X_train.shape, X_test.shape, y_train.shape, y_test.shape

Wrangle X_train and X_test in the same way

In [None]:
def wrangle(X):
    X = X.copy()
    
    # Drop some columns
    X = X.drop(columns='id')  # id is random
    X = X.drop(columns=['member_id', 'url', 'desc'])  # All null
    X = X.drop(columns='title')  # Duplicative of purpose
    X = X.drop(columns='grade')  # Duplicative of sub_grade
    
    # Transform sub_grade from "A1" - "G5" to 1.1 - 7.5
    def wrangle_sub_grade(x):
        first_digit = ord(x[0]) - 64
        second_digit = int(x[1])
        return first_digit + second_digit/10
    
    X['sub_grade'] = X['sub_grade'].apply(wrangle_sub_grade)

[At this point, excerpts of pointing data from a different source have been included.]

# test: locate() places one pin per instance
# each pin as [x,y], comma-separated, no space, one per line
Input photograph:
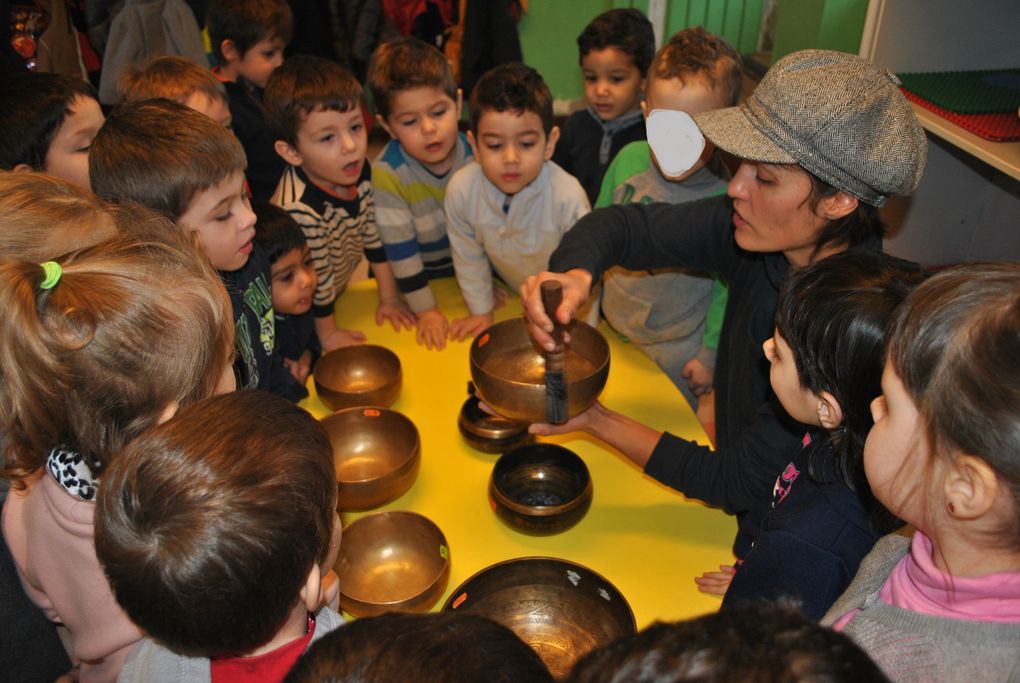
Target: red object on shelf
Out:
[1002,127]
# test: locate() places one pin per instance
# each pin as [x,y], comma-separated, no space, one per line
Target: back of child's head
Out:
[245,22]
[160,154]
[208,525]
[304,85]
[625,30]
[956,347]
[35,104]
[43,217]
[404,63]
[275,230]
[169,76]
[94,352]
[441,647]
[835,315]
[696,52]
[755,642]
[515,88]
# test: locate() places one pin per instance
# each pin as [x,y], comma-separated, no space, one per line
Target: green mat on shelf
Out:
[968,92]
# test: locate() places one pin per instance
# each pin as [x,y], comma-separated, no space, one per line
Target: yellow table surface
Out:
[645,538]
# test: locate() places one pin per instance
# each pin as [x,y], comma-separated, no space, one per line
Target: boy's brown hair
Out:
[160,154]
[303,85]
[170,76]
[131,327]
[208,525]
[695,51]
[245,22]
[513,87]
[404,63]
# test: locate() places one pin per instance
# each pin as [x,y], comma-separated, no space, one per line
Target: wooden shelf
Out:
[1003,156]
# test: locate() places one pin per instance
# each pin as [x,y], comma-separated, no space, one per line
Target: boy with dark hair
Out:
[508,211]
[47,123]
[183,164]
[248,38]
[216,530]
[176,79]
[616,49]
[674,315]
[293,285]
[418,104]
[313,107]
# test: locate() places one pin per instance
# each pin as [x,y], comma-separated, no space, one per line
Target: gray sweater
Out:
[912,646]
[152,663]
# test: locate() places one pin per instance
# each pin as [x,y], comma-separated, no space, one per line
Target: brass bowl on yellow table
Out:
[362,374]
[509,369]
[392,561]
[540,488]
[561,609]
[377,454]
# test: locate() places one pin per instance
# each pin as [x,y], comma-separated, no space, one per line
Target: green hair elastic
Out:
[53,272]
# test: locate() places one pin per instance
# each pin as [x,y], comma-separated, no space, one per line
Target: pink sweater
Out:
[51,538]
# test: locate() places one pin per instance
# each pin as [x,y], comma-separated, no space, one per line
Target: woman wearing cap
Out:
[823,140]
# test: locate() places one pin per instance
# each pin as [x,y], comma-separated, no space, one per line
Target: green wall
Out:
[549,32]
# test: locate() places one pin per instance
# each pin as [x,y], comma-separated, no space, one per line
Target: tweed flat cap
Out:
[838,116]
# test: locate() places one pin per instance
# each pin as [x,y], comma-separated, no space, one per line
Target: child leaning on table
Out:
[217,530]
[616,49]
[418,103]
[313,107]
[293,285]
[95,351]
[826,358]
[47,123]
[674,315]
[945,457]
[186,166]
[177,79]
[506,212]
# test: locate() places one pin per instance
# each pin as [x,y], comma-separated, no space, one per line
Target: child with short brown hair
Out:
[216,529]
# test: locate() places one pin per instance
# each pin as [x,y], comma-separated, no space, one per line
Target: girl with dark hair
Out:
[826,363]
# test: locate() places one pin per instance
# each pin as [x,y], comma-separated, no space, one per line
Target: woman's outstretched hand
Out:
[576,284]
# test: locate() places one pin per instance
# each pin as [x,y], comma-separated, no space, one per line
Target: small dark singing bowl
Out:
[377,454]
[362,374]
[540,488]
[509,369]
[561,609]
[490,433]
[392,561]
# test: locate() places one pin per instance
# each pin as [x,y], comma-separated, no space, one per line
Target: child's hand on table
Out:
[432,328]
[397,312]
[301,367]
[342,337]
[699,376]
[716,583]
[466,328]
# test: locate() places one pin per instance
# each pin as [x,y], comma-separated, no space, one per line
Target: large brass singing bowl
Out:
[362,374]
[561,609]
[392,561]
[509,369]
[376,453]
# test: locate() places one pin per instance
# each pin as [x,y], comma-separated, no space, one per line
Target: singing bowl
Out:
[376,453]
[509,369]
[392,561]
[490,433]
[362,374]
[540,488]
[561,609]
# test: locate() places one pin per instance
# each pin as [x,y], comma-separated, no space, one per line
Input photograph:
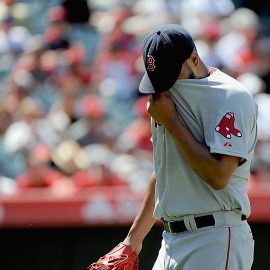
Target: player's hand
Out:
[162,108]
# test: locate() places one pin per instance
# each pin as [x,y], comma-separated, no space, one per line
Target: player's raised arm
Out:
[215,170]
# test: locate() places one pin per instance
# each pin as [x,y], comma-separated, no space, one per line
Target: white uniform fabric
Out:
[202,105]
[220,113]
[211,248]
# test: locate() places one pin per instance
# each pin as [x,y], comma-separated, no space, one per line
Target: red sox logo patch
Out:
[150,63]
[226,126]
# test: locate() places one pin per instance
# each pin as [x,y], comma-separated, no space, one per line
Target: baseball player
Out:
[203,135]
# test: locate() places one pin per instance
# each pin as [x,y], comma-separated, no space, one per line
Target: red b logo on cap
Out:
[150,63]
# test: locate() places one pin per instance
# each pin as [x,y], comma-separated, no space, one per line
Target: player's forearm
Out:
[212,169]
[144,220]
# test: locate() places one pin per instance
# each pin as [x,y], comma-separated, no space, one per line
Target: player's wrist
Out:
[135,245]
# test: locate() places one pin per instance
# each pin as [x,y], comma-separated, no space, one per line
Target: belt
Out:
[202,221]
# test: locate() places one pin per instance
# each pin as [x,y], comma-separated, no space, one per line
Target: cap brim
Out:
[146,86]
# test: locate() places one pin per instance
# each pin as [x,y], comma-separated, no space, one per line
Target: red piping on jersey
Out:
[228,250]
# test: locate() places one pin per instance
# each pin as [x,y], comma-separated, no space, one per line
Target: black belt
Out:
[179,226]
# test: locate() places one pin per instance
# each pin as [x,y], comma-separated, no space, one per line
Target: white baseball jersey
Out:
[220,112]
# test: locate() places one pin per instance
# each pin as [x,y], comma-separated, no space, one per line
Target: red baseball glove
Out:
[120,258]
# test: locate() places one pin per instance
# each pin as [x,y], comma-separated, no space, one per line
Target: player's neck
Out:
[202,71]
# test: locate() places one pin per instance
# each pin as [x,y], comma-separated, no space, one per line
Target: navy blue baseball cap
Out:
[164,51]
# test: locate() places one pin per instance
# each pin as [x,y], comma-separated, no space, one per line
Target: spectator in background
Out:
[38,173]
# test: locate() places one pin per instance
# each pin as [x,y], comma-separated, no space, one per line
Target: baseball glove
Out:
[120,258]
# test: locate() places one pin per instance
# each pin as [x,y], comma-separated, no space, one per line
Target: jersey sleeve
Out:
[227,130]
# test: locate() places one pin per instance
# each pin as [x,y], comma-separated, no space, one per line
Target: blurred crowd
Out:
[70,111]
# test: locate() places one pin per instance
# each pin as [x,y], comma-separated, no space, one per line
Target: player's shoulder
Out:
[230,84]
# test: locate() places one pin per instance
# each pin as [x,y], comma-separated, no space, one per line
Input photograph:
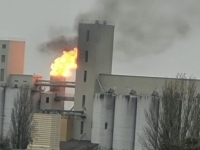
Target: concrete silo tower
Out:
[95,45]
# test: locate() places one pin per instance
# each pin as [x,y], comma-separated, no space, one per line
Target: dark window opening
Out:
[47,99]
[82,124]
[2,75]
[88,35]
[3,45]
[106,125]
[83,101]
[85,76]
[3,58]
[86,56]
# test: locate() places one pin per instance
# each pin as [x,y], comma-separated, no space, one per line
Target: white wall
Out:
[100,48]
[11,95]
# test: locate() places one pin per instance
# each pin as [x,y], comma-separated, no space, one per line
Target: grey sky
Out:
[38,21]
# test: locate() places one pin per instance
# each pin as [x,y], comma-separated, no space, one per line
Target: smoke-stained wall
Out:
[103,119]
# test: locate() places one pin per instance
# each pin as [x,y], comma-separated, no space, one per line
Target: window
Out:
[82,124]
[106,125]
[88,35]
[47,99]
[2,75]
[85,76]
[3,46]
[3,58]
[83,101]
[86,56]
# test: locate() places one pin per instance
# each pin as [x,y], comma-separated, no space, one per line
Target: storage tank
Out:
[10,96]
[143,105]
[124,122]
[1,109]
[103,118]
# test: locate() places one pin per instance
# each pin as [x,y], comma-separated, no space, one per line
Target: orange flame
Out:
[63,65]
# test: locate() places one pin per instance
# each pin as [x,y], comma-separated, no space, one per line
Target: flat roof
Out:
[129,76]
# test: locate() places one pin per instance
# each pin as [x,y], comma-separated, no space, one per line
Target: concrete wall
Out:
[1,109]
[52,104]
[97,39]
[16,57]
[66,132]
[20,80]
[11,95]
[103,120]
[4,65]
[143,85]
[47,135]
[14,52]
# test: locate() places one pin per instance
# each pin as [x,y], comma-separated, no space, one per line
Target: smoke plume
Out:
[144,27]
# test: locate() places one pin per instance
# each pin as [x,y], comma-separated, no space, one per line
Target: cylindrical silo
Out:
[1,109]
[145,104]
[103,118]
[124,122]
[10,96]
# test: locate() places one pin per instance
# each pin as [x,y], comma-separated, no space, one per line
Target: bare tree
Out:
[4,143]
[178,117]
[22,127]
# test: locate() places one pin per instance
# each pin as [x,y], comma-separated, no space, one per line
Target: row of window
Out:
[2,75]
[85,79]
[3,46]
[3,58]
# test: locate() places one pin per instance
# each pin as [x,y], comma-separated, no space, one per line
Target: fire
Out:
[63,65]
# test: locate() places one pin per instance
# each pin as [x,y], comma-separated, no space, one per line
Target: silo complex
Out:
[103,117]
[124,122]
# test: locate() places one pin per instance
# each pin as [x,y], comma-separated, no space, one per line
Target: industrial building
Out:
[108,109]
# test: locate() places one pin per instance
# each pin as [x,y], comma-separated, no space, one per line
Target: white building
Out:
[108,109]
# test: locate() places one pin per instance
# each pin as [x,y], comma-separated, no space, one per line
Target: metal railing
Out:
[97,22]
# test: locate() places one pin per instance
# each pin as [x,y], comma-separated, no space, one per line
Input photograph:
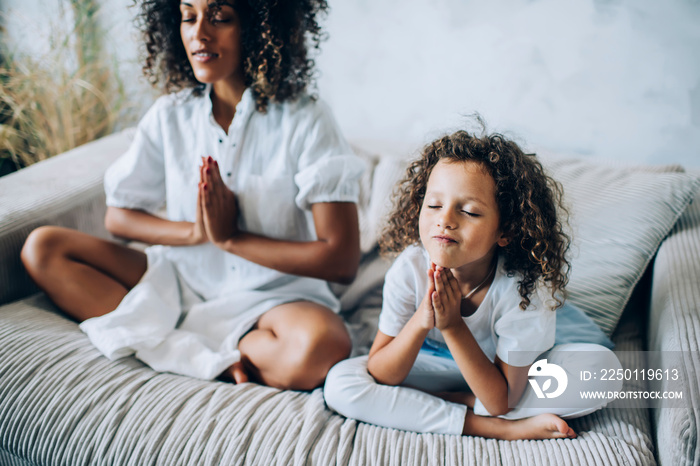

    # Convert percentages from strings to floats
    X['int_rate'] = X['int_rate'].str.strip('%').astype(float)
    X['revol_util'] = X['revol_util'].str.strip('%').astype(float)
        
    # Transform earliest_cr_line to an integer: how many days it's been open
    X['earliest_cr_line'] = pd.to_datetime(X['earliest_cr_line'], infer_datetime_format=True)
    X['earliest_cr_line'] = pd.Timestamp.today() - X['earliest_cr_line']
    X['earliest_cr_line'] = X['earliest_cr_line'].dt.days
    
    # Create features for three employee titles: teacher, manager, owner
    X['emp_title'] = X['emp_title'].str.lower()
    X['emp_title_teacher'] = X['emp_title'].str.contains('teacher', na=False)
    X['emp_title_manager'] = X['emp_title'].str.contains('manager', na=False)
    X['emp_title_owner']   = X['emp_title'].str.contains('owner', na=False)
    
    # Drop categoricals with high cardinality
    X = X.drop(columns=['emp_title', 'zip_code'])
    
    # Transform features with many nulls to binary flags
    many_nulls = ['sec_app_mths_since_last_major_derog',
                  'sec_app_revol_util',
                  'sec_app_earliest_cr_line',
                  'sec_app_mort_acc',
                  'dti_joint',
                  'sec_app_collections_12_mths_ex_med',
                  'sec_app_chargeoff_within_12_mths',
                  'sec_app_num_rev_accts',
                  'sec_app_open_act_il',
                  'sec_app_open_acc',
                  'revol_bal_joint',
                  'annual_inc_joint',
                  'sec_app_inq_last_6mths',
                  'mths_since_last_record',
                  'mths_since_recent_bc_dlq',
                  'mths_since_last_major_derog',
                  'mths_since_recent_revol_delinq',
                  'mths_since_last_delinq',
                  'il_util',
                  'emp_length',
                  'mths_since_recent_inq',
                  'mo_sin_old_il_acct',
                  'mths_since_rcnt_il',
                  'num_tl_120dpd_2m',
                  'bc_util',
                  'percent_bc_gt_75',
                  'bc_open_to_buy',
                  'mths_since_recent_bc']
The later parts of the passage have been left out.